British Parliament Burns Donald Trump: A 'Poisonous, Corrosive Man'

'He is free to be a fool. He is not free to be a dangerous fool in Britain.'


Donald Trump is free to be a fool, just not in Britain, argued government officials today in London.

Whether Trump is just a garden variety buffoon with an exceptionally large stage or a historically dangerous buffoon who’s irresponsible rhetoric is actually whipping supporters into a violent frenzy is the question Britain’s House of Commons circled on Monday for nearly three hours, as it argued a petition to ban the former Celebrity Apprentice host from the the United Kingdom.

There’s just one snag: Only home secretary Theresa May has the power to actually ban someone from Britain. So, the talk was largely an exercise in political theater.

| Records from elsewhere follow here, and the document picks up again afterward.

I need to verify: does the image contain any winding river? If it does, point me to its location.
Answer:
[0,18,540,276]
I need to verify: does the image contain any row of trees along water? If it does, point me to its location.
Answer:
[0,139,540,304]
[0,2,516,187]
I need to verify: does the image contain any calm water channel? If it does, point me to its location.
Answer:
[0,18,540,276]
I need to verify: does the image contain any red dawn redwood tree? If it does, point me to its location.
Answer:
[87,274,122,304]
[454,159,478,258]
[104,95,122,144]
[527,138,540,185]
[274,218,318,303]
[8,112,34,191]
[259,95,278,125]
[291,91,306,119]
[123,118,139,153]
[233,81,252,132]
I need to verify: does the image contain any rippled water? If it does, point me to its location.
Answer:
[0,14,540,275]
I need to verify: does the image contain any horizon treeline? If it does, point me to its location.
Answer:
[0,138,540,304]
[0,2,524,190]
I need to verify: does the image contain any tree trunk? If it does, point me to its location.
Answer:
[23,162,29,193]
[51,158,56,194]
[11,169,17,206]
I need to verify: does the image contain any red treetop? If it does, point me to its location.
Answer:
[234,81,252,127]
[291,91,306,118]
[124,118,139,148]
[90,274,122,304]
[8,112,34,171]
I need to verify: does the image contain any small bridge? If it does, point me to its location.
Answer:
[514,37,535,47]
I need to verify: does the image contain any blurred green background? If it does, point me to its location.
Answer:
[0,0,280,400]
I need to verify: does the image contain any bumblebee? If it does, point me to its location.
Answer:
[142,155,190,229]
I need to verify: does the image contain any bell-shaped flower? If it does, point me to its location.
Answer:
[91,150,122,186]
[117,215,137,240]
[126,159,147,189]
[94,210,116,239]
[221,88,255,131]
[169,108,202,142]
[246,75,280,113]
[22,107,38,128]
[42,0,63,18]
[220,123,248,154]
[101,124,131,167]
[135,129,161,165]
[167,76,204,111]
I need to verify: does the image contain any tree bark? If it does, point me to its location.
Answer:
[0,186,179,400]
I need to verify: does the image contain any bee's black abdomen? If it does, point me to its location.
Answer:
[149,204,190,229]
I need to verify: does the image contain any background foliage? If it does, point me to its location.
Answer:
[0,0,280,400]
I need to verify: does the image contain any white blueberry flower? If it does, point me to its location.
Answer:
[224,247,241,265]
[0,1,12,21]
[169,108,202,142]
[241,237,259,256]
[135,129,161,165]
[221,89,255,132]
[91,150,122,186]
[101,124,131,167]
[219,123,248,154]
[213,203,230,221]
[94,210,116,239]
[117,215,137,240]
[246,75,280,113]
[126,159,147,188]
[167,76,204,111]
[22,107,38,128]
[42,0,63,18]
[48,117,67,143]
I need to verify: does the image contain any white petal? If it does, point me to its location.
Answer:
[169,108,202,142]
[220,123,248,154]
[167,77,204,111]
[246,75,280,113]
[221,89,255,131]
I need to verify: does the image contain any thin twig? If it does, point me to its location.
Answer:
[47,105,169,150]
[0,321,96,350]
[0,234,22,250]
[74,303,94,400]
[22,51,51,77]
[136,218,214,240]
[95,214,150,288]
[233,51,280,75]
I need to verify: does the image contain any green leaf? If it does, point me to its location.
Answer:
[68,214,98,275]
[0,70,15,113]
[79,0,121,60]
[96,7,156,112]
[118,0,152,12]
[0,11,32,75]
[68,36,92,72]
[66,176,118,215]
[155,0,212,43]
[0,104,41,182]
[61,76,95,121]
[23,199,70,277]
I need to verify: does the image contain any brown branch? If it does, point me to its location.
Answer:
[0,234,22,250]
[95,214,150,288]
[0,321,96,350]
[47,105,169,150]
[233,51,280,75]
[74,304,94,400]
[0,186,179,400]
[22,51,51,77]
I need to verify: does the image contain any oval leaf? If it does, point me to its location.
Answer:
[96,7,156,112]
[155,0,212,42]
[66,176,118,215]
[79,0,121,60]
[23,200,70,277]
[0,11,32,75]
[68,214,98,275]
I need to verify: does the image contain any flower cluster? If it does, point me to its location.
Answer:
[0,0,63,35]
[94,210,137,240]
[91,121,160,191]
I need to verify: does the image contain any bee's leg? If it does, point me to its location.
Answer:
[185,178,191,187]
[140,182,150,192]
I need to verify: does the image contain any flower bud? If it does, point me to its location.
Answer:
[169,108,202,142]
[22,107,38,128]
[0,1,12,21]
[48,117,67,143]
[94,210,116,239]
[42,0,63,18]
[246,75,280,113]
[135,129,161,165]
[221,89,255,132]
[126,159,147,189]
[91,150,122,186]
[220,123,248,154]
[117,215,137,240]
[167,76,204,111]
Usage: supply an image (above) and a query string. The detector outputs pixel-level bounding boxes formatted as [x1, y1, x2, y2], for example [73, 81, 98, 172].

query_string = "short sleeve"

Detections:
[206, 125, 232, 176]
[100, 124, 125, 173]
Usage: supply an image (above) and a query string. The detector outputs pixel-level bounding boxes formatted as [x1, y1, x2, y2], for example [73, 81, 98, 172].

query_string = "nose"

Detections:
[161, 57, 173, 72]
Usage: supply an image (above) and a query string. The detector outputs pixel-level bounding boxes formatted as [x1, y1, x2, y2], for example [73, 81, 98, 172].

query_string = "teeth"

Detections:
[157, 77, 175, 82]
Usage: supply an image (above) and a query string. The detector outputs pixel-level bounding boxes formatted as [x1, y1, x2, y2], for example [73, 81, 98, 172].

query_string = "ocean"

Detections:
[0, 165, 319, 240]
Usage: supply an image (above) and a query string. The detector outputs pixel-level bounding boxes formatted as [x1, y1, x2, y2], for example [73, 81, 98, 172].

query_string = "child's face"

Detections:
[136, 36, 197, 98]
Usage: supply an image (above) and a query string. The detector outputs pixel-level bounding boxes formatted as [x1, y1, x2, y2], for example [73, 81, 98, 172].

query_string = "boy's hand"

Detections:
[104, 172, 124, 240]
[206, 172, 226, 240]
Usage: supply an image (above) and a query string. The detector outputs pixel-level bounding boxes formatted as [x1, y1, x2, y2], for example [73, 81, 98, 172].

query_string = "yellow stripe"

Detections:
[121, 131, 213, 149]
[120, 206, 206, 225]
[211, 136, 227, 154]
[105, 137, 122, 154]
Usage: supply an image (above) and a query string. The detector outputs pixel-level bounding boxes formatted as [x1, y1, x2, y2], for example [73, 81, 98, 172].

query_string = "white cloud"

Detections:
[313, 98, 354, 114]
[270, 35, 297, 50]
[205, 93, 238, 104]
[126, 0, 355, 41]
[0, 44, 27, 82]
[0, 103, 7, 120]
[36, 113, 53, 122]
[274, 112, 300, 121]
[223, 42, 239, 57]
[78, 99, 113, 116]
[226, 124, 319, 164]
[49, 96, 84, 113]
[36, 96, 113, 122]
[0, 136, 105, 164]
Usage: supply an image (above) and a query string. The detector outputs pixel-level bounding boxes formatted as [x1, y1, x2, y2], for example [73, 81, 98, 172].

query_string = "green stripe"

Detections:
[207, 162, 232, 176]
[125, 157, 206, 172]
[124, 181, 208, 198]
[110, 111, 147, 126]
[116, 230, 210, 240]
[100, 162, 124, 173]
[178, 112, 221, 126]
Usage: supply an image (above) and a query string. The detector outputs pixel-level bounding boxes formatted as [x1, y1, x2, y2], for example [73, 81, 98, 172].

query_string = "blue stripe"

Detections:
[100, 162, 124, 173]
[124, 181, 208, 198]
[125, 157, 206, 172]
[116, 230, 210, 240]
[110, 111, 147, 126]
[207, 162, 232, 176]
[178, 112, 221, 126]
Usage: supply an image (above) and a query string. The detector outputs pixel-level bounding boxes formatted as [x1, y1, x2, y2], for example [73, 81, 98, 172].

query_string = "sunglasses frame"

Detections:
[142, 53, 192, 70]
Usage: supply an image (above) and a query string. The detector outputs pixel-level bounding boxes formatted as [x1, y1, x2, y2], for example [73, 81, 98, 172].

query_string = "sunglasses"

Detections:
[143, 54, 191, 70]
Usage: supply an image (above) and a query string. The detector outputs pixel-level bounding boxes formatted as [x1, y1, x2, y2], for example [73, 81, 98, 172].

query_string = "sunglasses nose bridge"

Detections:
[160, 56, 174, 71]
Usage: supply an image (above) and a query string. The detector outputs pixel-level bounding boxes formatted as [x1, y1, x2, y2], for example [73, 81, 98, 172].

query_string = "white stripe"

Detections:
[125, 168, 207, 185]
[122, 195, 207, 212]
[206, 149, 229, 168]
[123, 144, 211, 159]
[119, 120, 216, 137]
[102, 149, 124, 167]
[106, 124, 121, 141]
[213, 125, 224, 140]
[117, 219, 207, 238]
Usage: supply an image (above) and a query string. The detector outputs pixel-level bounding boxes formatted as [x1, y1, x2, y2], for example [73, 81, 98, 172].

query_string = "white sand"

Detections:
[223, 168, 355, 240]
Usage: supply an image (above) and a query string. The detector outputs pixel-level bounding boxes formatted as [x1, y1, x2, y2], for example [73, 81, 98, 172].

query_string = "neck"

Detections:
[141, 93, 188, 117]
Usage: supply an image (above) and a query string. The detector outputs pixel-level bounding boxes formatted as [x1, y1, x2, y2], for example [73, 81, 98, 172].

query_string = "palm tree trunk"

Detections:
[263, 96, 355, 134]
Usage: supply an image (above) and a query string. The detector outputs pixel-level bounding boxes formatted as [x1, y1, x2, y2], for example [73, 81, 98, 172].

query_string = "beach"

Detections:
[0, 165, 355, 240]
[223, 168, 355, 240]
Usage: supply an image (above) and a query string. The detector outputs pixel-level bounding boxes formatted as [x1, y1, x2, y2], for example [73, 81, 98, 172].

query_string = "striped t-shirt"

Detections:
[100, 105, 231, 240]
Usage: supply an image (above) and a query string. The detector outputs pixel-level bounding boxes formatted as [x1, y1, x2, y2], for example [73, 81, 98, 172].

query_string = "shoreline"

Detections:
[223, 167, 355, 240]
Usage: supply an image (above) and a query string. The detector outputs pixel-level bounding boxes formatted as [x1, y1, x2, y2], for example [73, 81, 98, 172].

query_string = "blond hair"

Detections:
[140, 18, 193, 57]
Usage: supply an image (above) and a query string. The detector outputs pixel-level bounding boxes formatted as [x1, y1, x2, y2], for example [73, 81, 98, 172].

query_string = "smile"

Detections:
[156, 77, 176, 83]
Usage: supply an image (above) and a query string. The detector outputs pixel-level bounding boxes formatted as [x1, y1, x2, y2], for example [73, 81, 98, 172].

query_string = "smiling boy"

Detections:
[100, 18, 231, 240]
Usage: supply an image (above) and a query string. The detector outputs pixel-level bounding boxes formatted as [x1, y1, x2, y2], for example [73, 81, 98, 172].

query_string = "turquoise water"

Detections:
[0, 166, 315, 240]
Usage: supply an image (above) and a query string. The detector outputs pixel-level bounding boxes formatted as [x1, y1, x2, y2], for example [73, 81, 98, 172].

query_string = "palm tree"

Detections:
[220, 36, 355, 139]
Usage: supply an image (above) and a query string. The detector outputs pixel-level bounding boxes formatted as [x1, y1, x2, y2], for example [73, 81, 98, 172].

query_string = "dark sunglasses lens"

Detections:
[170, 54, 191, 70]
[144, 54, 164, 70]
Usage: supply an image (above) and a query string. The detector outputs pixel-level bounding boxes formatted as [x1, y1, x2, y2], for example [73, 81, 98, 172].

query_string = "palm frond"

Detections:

But it was also bonkers-entertaining:


Britain can ban people deemed “not conducive to the public good” from its boarders, but the rules governing who gets turned away leave plenty of room for interpretation. May says she has “excluded hundreds.” Names of the banned are usually not released unless there’s a court case over it or some special incentive to shame them, but it includes members of the Westboro Baptist Church, Islamic preachers, Ku Klux Klan officials, and at least two anti-Muslim bloggers.

How did British Parliament get on the tropic of Trump? Any petition with more than 100,000 signatures is considered by its Petitions Committee, which then decides whether to send it on to lawmakers for debate — the Trump petition received more than 574,000 signatures.

House of Commons member Paul Flynn worried Trump was already benefitting for their debate.

“The great difficulty we’re in is the appearance that by showing disrespect to Mr. Trump, we’re showing disrespect to the American nation,” said House of Commons member Paul Flynn. “The great danger of attacking this one man is attaching a halo. We give him the role of martyr, which I concede to be an advantage among those that support him. ‘Here’s the foreigners telling us what to do.’ That would be a great error. I think our best plan would be not to give him the accolade of martyrdom in that way. I think we may already be in error giving him this much attention.”

Trump doubled down on his promise to “temporarily” ban Muslims in the last Republican debate and has made the position a centerpiece of campaign ads in early primary states. He’s also threatened to pull $1 billion in British investments if banned.

Muslim representative Tulip Siddiq of the Labour Party, who agreed with the ban, called Trump a “poisonous, corrosive man” who should be subject to the same treatment as the less wealthy anti-Muslim bloggers. She specifically referenced the case of two Boston brothers who told police “Donald Trump was right” when they were arrested for beating a homeless Hispanic man in August.

Also supporting the ban is British Labour party politician Jack Dromey, who criticized Trump for engaging in a mutually rewarding dialogue with terrorists.

“Donald Trump needs ISIS and ISIS needs Donald Trump,” he said, arguing the two both used each other as recruitment tools. “I strongly believe he not be allowed in our country.

For the opposition, politicians argued that it would be absurd to ban a man who could become the president of the U.K.’s biggest ally, and that Britain should rise above Trump’s level with its commitment to freedom of speech.

Others said the best response to Trump’s bluster was to invite him to Britain and roast him in London.

“It is a bad policy and if adopted it will change the nature of the United States irrevocably,” said Democratic Unionist Gavin Robinson, who asked that Trump be allowed to enter Britain so Parliament could face him in person.

Though there was an undercurrent of concern that a ban could be seen as foreigners attempting to meddle in American politics, many of the Parliament member’s remarks could be interpreted as appeals directly to the American voter more than their own constituents. It was an irony not lost on one of the few black representative, Kwazi Kwarteng, who called it a “sugar-coating of American history.”